Zélia: Este ano no Brasil houve uma polémica sobre as marchas de carnaval: homofóbicas, machistas, racistas, misóginas. Eu tenho um colega, que eu adoro, que me disse: ‘agora não se pode cantar mais nada, que vocês criticam’. Não, ninguém perdeu o humor. Acontece que não tem mais graça. Não tem graça dizer: ‘O teu cabelo não nega, mulata/ Porque és mulata na cor… Mas como a cor não pega, mulata/ Mulata eu quero o teu amor’. Nós somos brasileiros criativos, então vamos fazer música nova com piadas sobre os políticos corruptos ou sobre como nós votamos mal.

Imaginem que podem chamar uma terceira mulher da música portuguesa para subir ao palco convosco. Qual o primeiro nome que vos vem à cabeça?
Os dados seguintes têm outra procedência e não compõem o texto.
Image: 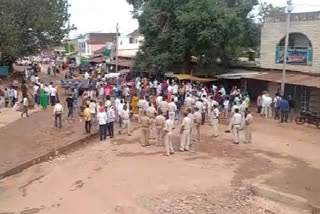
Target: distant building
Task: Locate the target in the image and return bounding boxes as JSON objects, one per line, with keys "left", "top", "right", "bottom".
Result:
{"left": 260, "top": 11, "right": 320, "bottom": 73}
{"left": 78, "top": 33, "right": 117, "bottom": 56}
{"left": 117, "top": 29, "right": 144, "bottom": 57}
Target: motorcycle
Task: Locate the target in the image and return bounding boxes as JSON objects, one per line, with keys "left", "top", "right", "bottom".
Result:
{"left": 295, "top": 111, "right": 320, "bottom": 129}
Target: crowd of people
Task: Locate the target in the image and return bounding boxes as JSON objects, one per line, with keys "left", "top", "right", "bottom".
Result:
{"left": 0, "top": 63, "right": 299, "bottom": 157}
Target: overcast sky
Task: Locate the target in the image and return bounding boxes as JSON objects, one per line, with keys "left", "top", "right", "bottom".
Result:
{"left": 69, "top": 0, "right": 320, "bottom": 38}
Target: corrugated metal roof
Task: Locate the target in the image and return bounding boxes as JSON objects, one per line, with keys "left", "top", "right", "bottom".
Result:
{"left": 248, "top": 71, "right": 320, "bottom": 89}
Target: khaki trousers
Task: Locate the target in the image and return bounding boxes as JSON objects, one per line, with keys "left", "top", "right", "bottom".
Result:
{"left": 180, "top": 129, "right": 191, "bottom": 151}
{"left": 194, "top": 124, "right": 200, "bottom": 142}
{"left": 149, "top": 118, "right": 156, "bottom": 139}
{"left": 121, "top": 119, "right": 131, "bottom": 135}
{"left": 142, "top": 128, "right": 150, "bottom": 146}
{"left": 169, "top": 112, "right": 175, "bottom": 123}
{"left": 138, "top": 109, "right": 144, "bottom": 123}
{"left": 232, "top": 125, "right": 240, "bottom": 143}
{"left": 164, "top": 132, "right": 174, "bottom": 155}
{"left": 156, "top": 126, "right": 164, "bottom": 146}
{"left": 212, "top": 119, "right": 219, "bottom": 137}
{"left": 245, "top": 125, "right": 252, "bottom": 143}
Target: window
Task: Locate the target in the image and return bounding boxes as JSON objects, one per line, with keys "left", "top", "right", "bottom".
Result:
{"left": 129, "top": 37, "right": 136, "bottom": 44}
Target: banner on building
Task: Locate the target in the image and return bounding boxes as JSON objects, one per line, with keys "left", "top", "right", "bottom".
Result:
{"left": 276, "top": 46, "right": 313, "bottom": 65}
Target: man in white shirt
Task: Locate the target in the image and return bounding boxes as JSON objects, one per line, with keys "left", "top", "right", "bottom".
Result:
{"left": 173, "top": 83, "right": 179, "bottom": 95}
{"left": 84, "top": 72, "right": 90, "bottom": 80}
{"left": 211, "top": 105, "right": 220, "bottom": 137}
{"left": 163, "top": 117, "right": 174, "bottom": 156}
{"left": 156, "top": 84, "right": 162, "bottom": 96}
{"left": 219, "top": 86, "right": 226, "bottom": 97}
{"left": 97, "top": 107, "right": 108, "bottom": 141}
{"left": 106, "top": 106, "right": 115, "bottom": 138}
{"left": 89, "top": 100, "right": 97, "bottom": 124}
{"left": 184, "top": 94, "right": 193, "bottom": 111}
{"left": 21, "top": 96, "right": 29, "bottom": 118}
{"left": 119, "top": 105, "right": 131, "bottom": 136}
{"left": 229, "top": 108, "right": 242, "bottom": 144}
{"left": 33, "top": 84, "right": 39, "bottom": 106}
{"left": 195, "top": 99, "right": 204, "bottom": 123}
{"left": 53, "top": 100, "right": 64, "bottom": 128}
{"left": 137, "top": 97, "right": 146, "bottom": 123}
{"left": 156, "top": 95, "right": 163, "bottom": 108}
{"left": 50, "top": 86, "right": 57, "bottom": 106}
{"left": 180, "top": 112, "right": 192, "bottom": 152}
{"left": 167, "top": 99, "right": 177, "bottom": 123}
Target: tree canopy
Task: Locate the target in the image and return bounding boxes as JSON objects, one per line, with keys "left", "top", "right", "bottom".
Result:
{"left": 0, "top": 0, "right": 73, "bottom": 65}
{"left": 127, "top": 0, "right": 258, "bottom": 73}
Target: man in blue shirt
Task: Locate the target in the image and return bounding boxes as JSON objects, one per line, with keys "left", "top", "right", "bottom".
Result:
{"left": 279, "top": 97, "right": 289, "bottom": 123}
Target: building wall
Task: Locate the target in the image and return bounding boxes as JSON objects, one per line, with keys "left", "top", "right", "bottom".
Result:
{"left": 118, "top": 35, "right": 144, "bottom": 57}
{"left": 260, "top": 20, "right": 320, "bottom": 73}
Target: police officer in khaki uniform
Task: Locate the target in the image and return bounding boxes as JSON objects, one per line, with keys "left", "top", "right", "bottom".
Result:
{"left": 193, "top": 107, "right": 202, "bottom": 142}
{"left": 137, "top": 97, "right": 146, "bottom": 123}
{"left": 141, "top": 112, "right": 151, "bottom": 147}
{"left": 245, "top": 110, "right": 253, "bottom": 144}
{"left": 146, "top": 103, "right": 157, "bottom": 139}
{"left": 159, "top": 99, "right": 168, "bottom": 116}
{"left": 187, "top": 109, "right": 195, "bottom": 145}
{"left": 167, "top": 99, "right": 177, "bottom": 123}
{"left": 211, "top": 105, "right": 220, "bottom": 137}
{"left": 180, "top": 112, "right": 192, "bottom": 152}
{"left": 163, "top": 117, "right": 174, "bottom": 156}
{"left": 155, "top": 110, "right": 166, "bottom": 146}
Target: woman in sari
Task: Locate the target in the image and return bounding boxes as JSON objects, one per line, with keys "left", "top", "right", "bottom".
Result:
{"left": 131, "top": 93, "right": 139, "bottom": 114}
{"left": 39, "top": 89, "right": 48, "bottom": 110}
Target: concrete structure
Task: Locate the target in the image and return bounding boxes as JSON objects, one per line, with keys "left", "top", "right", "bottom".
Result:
{"left": 260, "top": 11, "right": 320, "bottom": 73}
{"left": 78, "top": 33, "right": 116, "bottom": 56}
{"left": 118, "top": 29, "right": 143, "bottom": 57}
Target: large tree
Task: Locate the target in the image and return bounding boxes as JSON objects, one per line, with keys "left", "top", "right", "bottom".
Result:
{"left": 127, "top": 0, "right": 258, "bottom": 73}
{"left": 0, "top": 0, "right": 73, "bottom": 66}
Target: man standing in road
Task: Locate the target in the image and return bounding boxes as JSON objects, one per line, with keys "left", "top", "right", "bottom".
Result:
{"left": 146, "top": 102, "right": 157, "bottom": 139}
{"left": 229, "top": 108, "right": 242, "bottom": 144}
{"left": 21, "top": 96, "right": 29, "bottom": 118}
{"left": 119, "top": 105, "right": 131, "bottom": 136}
{"left": 245, "top": 110, "right": 253, "bottom": 144}
{"left": 168, "top": 98, "right": 177, "bottom": 123}
{"left": 288, "top": 95, "right": 295, "bottom": 122}
{"left": 89, "top": 100, "right": 97, "bottom": 124}
{"left": 211, "top": 105, "right": 220, "bottom": 137}
{"left": 141, "top": 112, "right": 151, "bottom": 147}
{"left": 83, "top": 104, "right": 91, "bottom": 134}
{"left": 180, "top": 112, "right": 192, "bottom": 152}
{"left": 184, "top": 94, "right": 192, "bottom": 112}
{"left": 106, "top": 106, "right": 115, "bottom": 138}
{"left": 163, "top": 116, "right": 174, "bottom": 156}
{"left": 65, "top": 94, "right": 73, "bottom": 119}
{"left": 97, "top": 106, "right": 107, "bottom": 141}
{"left": 155, "top": 110, "right": 166, "bottom": 146}
{"left": 280, "top": 97, "right": 289, "bottom": 123}
{"left": 138, "top": 96, "right": 146, "bottom": 123}
{"left": 193, "top": 107, "right": 202, "bottom": 142}
{"left": 53, "top": 100, "right": 63, "bottom": 128}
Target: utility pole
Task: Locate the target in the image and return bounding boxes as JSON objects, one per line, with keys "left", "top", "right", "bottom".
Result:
{"left": 116, "top": 22, "right": 119, "bottom": 73}
{"left": 281, "top": 0, "right": 293, "bottom": 96}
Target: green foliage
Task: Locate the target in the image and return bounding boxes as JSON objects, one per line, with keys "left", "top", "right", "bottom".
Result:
{"left": 127, "top": 0, "right": 258, "bottom": 73}
{"left": 258, "top": 2, "right": 286, "bottom": 24}
{"left": 0, "top": 0, "right": 74, "bottom": 65}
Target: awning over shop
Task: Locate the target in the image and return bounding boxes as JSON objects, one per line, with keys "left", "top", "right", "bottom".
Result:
{"left": 247, "top": 71, "right": 320, "bottom": 89}
{"left": 217, "top": 69, "right": 260, "bottom": 80}
{"left": 173, "top": 74, "right": 217, "bottom": 82}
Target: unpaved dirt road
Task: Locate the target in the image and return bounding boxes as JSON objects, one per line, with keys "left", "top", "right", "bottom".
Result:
{"left": 0, "top": 114, "right": 318, "bottom": 214}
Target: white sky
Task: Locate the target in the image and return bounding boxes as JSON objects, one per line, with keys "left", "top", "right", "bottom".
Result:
{"left": 69, "top": 0, "right": 320, "bottom": 38}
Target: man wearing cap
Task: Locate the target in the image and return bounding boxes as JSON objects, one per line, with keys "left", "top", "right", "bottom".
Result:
{"left": 163, "top": 116, "right": 174, "bottom": 156}
{"left": 137, "top": 96, "right": 146, "bottom": 123}
{"left": 155, "top": 110, "right": 166, "bottom": 146}
{"left": 119, "top": 105, "right": 131, "bottom": 136}
{"left": 193, "top": 107, "right": 202, "bottom": 142}
{"left": 141, "top": 111, "right": 151, "bottom": 147}
{"left": 180, "top": 112, "right": 192, "bottom": 151}
{"left": 168, "top": 98, "right": 177, "bottom": 123}
{"left": 211, "top": 105, "right": 220, "bottom": 137}
{"left": 146, "top": 102, "right": 157, "bottom": 139}
{"left": 229, "top": 108, "right": 242, "bottom": 144}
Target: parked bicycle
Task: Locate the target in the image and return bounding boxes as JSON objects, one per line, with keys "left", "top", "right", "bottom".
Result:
{"left": 295, "top": 111, "right": 320, "bottom": 129}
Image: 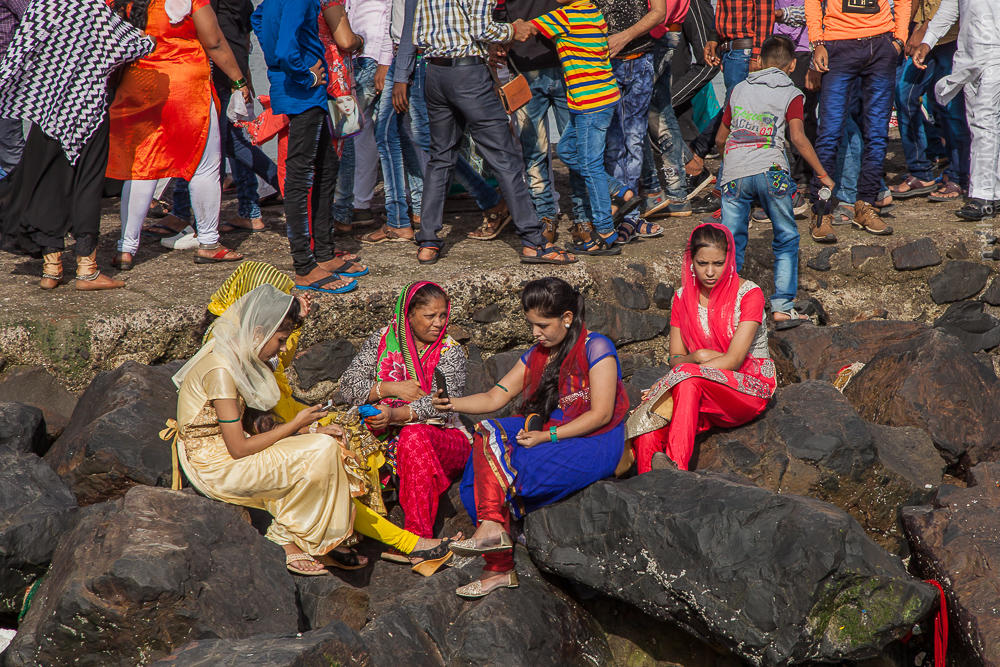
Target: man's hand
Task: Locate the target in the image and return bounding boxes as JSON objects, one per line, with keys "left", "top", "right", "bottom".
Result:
{"left": 805, "top": 69, "right": 822, "bottom": 91}
{"left": 488, "top": 43, "right": 508, "bottom": 70}
{"left": 704, "top": 40, "right": 720, "bottom": 67}
{"left": 512, "top": 19, "right": 534, "bottom": 42}
{"left": 392, "top": 82, "right": 409, "bottom": 114}
{"left": 912, "top": 43, "right": 931, "bottom": 70}
{"left": 811, "top": 44, "right": 829, "bottom": 72}
{"left": 906, "top": 23, "right": 928, "bottom": 56}
{"left": 818, "top": 173, "right": 836, "bottom": 190}
{"left": 374, "top": 63, "right": 389, "bottom": 93}
{"left": 608, "top": 32, "right": 630, "bottom": 58}
{"left": 309, "top": 59, "right": 327, "bottom": 87}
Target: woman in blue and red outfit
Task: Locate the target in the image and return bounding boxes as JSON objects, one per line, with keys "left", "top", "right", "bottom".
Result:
{"left": 433, "top": 277, "right": 629, "bottom": 599}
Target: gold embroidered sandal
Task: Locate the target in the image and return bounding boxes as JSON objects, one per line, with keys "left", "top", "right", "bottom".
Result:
{"left": 285, "top": 552, "right": 329, "bottom": 576}
{"left": 448, "top": 531, "right": 513, "bottom": 557}
{"left": 455, "top": 571, "right": 519, "bottom": 599}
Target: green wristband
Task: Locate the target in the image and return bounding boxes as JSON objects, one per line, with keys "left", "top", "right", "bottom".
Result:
{"left": 549, "top": 426, "right": 558, "bottom": 442}
{"left": 217, "top": 417, "right": 241, "bottom": 423}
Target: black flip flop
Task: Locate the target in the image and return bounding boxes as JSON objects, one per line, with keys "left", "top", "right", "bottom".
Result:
{"left": 321, "top": 547, "right": 367, "bottom": 571}
{"left": 612, "top": 194, "right": 642, "bottom": 225}
{"left": 520, "top": 245, "right": 577, "bottom": 265}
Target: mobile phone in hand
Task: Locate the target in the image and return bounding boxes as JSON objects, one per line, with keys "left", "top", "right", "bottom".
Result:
{"left": 320, "top": 399, "right": 335, "bottom": 411}
{"left": 434, "top": 368, "right": 449, "bottom": 400}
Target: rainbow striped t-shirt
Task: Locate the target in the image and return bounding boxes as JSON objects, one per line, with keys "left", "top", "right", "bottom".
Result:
{"left": 530, "top": 2, "right": 620, "bottom": 114}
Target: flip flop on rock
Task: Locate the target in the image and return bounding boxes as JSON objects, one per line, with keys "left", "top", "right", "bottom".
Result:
{"left": 295, "top": 274, "right": 358, "bottom": 295}
{"left": 286, "top": 552, "right": 329, "bottom": 576}
{"left": 318, "top": 547, "right": 368, "bottom": 571}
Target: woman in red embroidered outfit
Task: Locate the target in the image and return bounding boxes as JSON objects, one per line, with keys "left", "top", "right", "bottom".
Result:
{"left": 634, "top": 222, "right": 776, "bottom": 473}
{"left": 339, "top": 282, "right": 471, "bottom": 551}
{"left": 433, "top": 277, "right": 629, "bottom": 599}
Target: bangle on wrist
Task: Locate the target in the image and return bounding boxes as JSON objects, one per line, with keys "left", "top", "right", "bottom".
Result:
{"left": 549, "top": 426, "right": 558, "bottom": 443}
{"left": 375, "top": 381, "right": 382, "bottom": 399}
{"left": 816, "top": 172, "right": 828, "bottom": 179}
{"left": 308, "top": 421, "right": 319, "bottom": 434}
{"left": 230, "top": 77, "right": 247, "bottom": 90}
{"left": 310, "top": 70, "right": 320, "bottom": 87}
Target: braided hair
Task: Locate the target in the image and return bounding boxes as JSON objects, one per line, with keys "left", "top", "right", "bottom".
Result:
{"left": 112, "top": 0, "right": 153, "bottom": 30}
{"left": 519, "top": 277, "right": 585, "bottom": 423}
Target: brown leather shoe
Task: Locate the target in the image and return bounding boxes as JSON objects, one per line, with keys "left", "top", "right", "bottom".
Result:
{"left": 570, "top": 220, "right": 594, "bottom": 248}
{"left": 75, "top": 252, "right": 125, "bottom": 290}
{"left": 810, "top": 212, "right": 838, "bottom": 243}
{"left": 852, "top": 201, "right": 893, "bottom": 235}
{"left": 40, "top": 252, "right": 65, "bottom": 290}
{"left": 540, "top": 217, "right": 558, "bottom": 244}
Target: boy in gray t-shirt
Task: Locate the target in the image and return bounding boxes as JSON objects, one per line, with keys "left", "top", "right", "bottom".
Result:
{"left": 716, "top": 35, "right": 835, "bottom": 325}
Simone: Primeiro eu peço a bênção à Amália, que ela jogue sobre nós o seu manto. Eu conheço alguns cantores: a Cátia Guerreiro, que eu adoro, a Mariza, a Carminho.

Zélia: Ouvi um menino, chama-se Salvador, a cantar uma música brasileira, Nem Eu, do Dorival Caymmi, e achei muito musical, muito envolvido com o que estava cantar. Fiquei emocionada!